C.D.C.’s report suggests poultry are the single-leading cause of outbreaks of foodborne illness, with poultry responsible for 21% of outbreak-related cases. This is based on attributing 1,355 cases to poultry out of a total of 6,395 cases (21.1%). However, of the total cases attributed to poultry, 741, stemmed from a single incident in an Alabama jail or prison in March 2006, which is suspected (but not confirmed, according to a publicly available C.D.C. database) to result from Clostridium perfringens in baked chicken.
Without this single incident, poultry would account for 614 of 5,653 cases, or 10.9%. This would place poultry well behind other commodities mentioned in the report, N.C.C. relayed.

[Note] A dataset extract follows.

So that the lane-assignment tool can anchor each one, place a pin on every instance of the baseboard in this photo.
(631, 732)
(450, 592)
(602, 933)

N.C.C. added the Alabama incident also explains another oddity in the report: the high number of cases (902) attributed to C. perfringens in poultry, which typically causes problems if food is left out in the "danger zone" between 40ºF and 140°F for an extended period of time. While C. perfringens is a known cause of foodborne illness in poultry (as well as other foods), it has not previously been mentioned as a leading cause.
If the Alabama cases are removed from the total, the number of cases of foodborne illness from C. perfringens in poultry in 2006 would be 161. The average annual number of cases of foodborne illness from C. perfringens in all food sources from 2001 to 2005 was 2,077, according to the report,
"America’s chicken producers and processors work hard to provide safe, wholesome food to customers in the United States and around the world," said Steve Pretanik, the N.C.C.’s director of science and technology. "Any case of foodborne illness is unfortunate, but it is unfair to present a picture that is skewed by a single, unusual event."